I disclaim. Anyway:
Happy Birthday to Nims-chan! Aka Obsidian Buterfly. Health, ealth, happiness and success and so on~ :)
This is crack. It's not supposed to make much sense. But enjoy.
'Hey, you! Yes, you!'
Syaoran, Kurogane and Fai turned around as one, away from the large notice they had been contemplating. The notice said 'CONTACT YOUR INNER SELF. TALK IT OUT WITH YOURSELF. CONFRONT YOUR SPLIT PERSONALITY. DISCOUNT FOR TEENAGERS ON QUESTS.' There had been some debate as to how seriously this should be taken, although in truth it mainly consisted of Fai jokingly insisting that it might be just the thing Syaoran had been searching for and Kurogane grumbling sceptically, while the young traveller in question had been waiting with resigned patience for the quarrel to subside.
'Not you! Not you, either, no… I meant you! You with the brown hair!'
'Me?' Syaoran asked, looking at the figure running towards them.
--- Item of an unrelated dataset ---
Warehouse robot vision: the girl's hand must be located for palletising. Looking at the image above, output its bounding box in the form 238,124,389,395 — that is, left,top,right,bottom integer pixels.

It was a golden-haired girl he recognised as Emeraude. She stopped before them, panting. The boy wondered just from how far away she had run.
'Yes, you! Ah, I can see you recognise me!'
'Have we met?' Syaoran asked cautiously.
'No!' she replied cheerfully. 'How could we? You've only just arrived in this world, right? But you must've met another me. I'm Emeraude.'
She extended a hand. Syaoran took it.
'I'm Syaoran,' he introduced himself, smiling. It was nice to meet someone familiar, especially if he didn't need to hide the fact that they looked familiar.
'And you don't give your real name away to strangers,' Emeraude added with a grin, shaking his hand. 'Of course. I was afraid I'd miss you, but I see you've already found us!'
Okay, now it was getting weird.
Fai intervened.
'Nice to meet you, Miss Emeraude, I'm Fai D. Fluorite. And this is our grumpy friend, Kuro-sama.' The magician indicated the already-seething ninja. 'What is it-'
'Fai forgot Mokona! Mokona is Mokona!' cried the white creature, jumping towards he girl.
'Ah yes, Mokona is Mokona,' Fai amended. 'Now, what is it that we have found, if you would kindly enlighten us?'
'Why, us!' Emeraude pointed towards the aforementioned notice, as if it explained everything. 'I can tell you are in a dire need of our services!'
'You mean this… contact you inner self kind of thing?' Syaoran asked slowly.
'Yes! You have another you inside your heart, am I right?'
'Um… yes, but…'
'Then you're in the right place.' The girl suddenly switched to business mode. 'We offer an unrivaled opportunity to face a projection of your inner self in a comfortable environment and have a heart-to-heart conversation with them. I can see you are on a quest, so I can offer you a special discount of, say, thirty percent. Thirty-five because you recognized me.'
She smiled beatifically, while at the same time managing to convey a sense of expectancy and a warning of crushing disappointment if he were to refuse.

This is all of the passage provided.